The second battle occurred during the Civil War in 1645. Royalist forces under the control of the Earl of Montrose defeated Covenanter forces led by the Duke of Argyll. The 1645 battle led to the downfall of the castle; Oliver Cromwell had a fort built nearby and the castle fell out of use. Some impressive stone ruins still remain.
A new castle was built nearby in 1836; this is now a luxury hotel.
location UID #255
Fort William's railways
Fort William was a relatively small settlement before the railway line from Glasgow opened on the 7th August 1894. In 1901 a branch line was opened through spectacular scenery to the fishing village of Mallaig further to the west. The town has a special place in the hearts of railway enthusiasts; not only is it the endpoint for the Caledonian Sleeper service from London Euston, but steam trains regularly run along the line to Mallaig during the summer months (the Jacobite service). Youngsters will know the line as being the route used by the Hogwarts Express.

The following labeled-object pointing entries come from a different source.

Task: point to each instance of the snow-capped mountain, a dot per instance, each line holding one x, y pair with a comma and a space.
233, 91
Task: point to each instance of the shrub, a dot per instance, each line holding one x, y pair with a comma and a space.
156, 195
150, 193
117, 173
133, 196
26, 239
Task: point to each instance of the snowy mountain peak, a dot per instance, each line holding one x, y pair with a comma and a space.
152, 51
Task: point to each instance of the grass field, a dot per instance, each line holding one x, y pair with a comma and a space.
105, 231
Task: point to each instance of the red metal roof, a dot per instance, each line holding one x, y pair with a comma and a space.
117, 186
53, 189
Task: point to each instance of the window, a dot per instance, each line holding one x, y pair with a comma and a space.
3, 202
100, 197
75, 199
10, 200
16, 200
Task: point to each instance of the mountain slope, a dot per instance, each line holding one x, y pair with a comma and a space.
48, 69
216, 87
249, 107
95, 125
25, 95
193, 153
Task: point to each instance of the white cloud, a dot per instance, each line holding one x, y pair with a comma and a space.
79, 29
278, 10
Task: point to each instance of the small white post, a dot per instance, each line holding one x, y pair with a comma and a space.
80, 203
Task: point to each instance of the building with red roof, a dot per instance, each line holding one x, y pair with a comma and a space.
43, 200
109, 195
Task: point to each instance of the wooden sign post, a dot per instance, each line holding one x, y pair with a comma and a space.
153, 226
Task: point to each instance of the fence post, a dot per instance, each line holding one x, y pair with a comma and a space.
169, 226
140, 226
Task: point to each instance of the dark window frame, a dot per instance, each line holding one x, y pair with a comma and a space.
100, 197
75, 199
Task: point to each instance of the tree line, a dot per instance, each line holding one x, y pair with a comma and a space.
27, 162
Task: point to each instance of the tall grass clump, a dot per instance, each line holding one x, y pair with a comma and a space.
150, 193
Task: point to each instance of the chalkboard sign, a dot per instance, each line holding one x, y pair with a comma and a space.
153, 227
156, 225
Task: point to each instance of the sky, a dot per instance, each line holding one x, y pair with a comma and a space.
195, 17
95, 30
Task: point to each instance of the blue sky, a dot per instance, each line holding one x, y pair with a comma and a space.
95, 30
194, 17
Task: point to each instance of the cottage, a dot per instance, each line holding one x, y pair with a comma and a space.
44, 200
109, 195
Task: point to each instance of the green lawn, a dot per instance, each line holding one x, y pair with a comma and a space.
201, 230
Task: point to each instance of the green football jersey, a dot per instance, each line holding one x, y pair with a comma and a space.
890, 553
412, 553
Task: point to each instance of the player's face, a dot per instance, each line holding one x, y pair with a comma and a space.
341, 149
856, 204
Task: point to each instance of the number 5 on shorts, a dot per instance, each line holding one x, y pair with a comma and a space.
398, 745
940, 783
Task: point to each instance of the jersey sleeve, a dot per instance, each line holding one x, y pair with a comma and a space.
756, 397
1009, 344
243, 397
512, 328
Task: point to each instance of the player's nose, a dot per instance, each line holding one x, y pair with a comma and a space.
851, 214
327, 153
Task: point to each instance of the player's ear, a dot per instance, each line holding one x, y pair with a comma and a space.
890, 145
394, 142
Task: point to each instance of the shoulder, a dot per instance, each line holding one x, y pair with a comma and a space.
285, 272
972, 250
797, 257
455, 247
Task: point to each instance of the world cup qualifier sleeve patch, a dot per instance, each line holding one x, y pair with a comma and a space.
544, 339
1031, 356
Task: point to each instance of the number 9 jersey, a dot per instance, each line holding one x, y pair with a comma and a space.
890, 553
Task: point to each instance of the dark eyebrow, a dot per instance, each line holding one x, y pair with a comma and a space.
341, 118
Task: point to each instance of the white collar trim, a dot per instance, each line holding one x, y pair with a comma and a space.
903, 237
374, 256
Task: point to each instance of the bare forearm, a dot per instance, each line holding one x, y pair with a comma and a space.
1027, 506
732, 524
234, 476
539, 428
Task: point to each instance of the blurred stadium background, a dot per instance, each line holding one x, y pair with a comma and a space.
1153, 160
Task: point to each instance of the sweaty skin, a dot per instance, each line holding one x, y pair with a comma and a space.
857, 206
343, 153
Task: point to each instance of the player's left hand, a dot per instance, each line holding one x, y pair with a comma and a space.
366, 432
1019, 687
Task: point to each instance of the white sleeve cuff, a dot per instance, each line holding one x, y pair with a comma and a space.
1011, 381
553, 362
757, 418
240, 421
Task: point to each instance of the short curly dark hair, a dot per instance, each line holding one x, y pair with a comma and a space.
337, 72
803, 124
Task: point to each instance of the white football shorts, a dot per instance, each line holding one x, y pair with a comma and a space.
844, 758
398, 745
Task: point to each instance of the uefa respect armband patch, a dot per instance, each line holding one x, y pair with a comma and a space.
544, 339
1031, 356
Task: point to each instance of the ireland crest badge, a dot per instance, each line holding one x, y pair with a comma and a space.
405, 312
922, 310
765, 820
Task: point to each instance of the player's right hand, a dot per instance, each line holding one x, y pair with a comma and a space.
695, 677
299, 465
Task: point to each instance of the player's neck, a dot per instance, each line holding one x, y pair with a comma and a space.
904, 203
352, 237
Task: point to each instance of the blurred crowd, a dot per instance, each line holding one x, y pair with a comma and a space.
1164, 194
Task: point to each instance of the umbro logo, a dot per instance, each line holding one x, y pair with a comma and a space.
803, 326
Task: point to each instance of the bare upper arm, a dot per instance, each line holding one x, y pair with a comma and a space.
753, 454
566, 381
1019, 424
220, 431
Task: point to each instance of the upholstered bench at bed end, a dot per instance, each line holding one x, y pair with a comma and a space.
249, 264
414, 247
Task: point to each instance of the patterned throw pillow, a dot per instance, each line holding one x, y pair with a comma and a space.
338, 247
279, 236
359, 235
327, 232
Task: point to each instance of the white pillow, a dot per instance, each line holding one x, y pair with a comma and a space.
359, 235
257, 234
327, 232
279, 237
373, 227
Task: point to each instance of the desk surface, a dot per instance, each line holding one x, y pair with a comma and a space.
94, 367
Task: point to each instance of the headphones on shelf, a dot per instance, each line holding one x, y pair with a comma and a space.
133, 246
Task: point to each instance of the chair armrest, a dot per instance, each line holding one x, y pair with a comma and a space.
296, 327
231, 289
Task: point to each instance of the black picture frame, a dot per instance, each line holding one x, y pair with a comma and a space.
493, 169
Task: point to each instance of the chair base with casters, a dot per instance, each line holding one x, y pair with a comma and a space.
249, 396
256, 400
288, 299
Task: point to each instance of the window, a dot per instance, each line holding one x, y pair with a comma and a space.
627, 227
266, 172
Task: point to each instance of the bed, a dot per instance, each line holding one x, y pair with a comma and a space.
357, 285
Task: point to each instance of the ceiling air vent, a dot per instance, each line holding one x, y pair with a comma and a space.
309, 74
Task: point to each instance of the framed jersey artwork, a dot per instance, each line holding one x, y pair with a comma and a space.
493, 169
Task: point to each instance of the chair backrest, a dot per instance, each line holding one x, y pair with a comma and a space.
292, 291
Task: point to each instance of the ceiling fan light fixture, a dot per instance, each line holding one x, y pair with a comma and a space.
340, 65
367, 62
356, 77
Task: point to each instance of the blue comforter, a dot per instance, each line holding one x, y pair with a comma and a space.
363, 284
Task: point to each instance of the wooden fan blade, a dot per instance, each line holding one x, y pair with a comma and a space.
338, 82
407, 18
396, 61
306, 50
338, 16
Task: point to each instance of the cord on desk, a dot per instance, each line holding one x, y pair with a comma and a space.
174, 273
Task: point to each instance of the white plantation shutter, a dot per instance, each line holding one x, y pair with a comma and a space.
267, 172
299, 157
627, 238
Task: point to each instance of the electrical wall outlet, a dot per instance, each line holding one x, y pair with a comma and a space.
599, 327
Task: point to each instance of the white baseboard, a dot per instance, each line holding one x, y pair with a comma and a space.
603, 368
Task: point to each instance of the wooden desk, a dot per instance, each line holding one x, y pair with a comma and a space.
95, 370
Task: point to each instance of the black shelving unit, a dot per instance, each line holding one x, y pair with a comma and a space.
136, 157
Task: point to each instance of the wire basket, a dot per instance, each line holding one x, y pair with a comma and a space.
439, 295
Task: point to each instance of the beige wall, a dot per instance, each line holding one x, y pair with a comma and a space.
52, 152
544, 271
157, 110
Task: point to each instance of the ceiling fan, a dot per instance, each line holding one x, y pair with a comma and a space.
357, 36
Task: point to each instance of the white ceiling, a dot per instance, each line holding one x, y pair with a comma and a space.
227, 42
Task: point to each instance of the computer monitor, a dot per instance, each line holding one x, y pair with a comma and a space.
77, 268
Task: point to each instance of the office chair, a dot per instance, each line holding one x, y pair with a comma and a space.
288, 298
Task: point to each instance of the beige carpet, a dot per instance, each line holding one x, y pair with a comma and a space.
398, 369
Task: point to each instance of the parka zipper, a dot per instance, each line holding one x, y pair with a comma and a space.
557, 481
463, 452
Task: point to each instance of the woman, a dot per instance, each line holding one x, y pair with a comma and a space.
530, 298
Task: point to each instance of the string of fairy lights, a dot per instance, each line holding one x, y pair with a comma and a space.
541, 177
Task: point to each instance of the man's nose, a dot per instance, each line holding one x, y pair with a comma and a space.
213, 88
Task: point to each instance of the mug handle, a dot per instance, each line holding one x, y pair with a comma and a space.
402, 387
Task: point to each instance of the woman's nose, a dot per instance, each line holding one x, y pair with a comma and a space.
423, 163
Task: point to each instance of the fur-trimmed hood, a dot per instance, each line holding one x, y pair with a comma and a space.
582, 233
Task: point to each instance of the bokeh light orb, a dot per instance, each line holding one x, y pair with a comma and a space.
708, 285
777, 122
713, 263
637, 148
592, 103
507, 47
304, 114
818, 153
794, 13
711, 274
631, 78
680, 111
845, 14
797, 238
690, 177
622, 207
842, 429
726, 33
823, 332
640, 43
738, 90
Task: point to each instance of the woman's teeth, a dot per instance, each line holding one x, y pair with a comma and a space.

Most of the stone fort was demolished to make way for the railway and only a few low stone walls remain. However the station was not in its current position when the line opened; instead it was next to a small pier at the southern end of the town. Unfortunately this prime position meant that the railway separated the town from the shore of Loch Linnhe. In 1975 a new station opened in its present location slightly to the north of the town; sadly the new station is ugly grey concrete rather than the old stone and brick building. Instead of the town being separated from the shore by a railway, it is now separated by a dual carriageway.
location UID #256
Lochaber Narrow Gauge Railway
The Lochaber Narrow Gauge Railway was a large network of railway lines built in the 1920s to help construct the tunnel that links Loch Treig with the hydroelectric power station in Fort William. The line was steeply graded to get through the hills, and was kept in service for maintenance of the works until a landslide severed it in the 1970s. A branch of the line headed through Inverlochy to reach the pier on Loch Linnhe in Fort William; rails can still be seen embedded within its surface, and there are other signs of the railway in the area.
Highland Country offers a bus servicee between Kinlochleven and Fort William, calling at Onich and Ballachulish on the way. It runs fairly regularly, with about fifteen services every day during the week.
As usual, Traveline Scotland is an excellent resource for planning public transport journeys.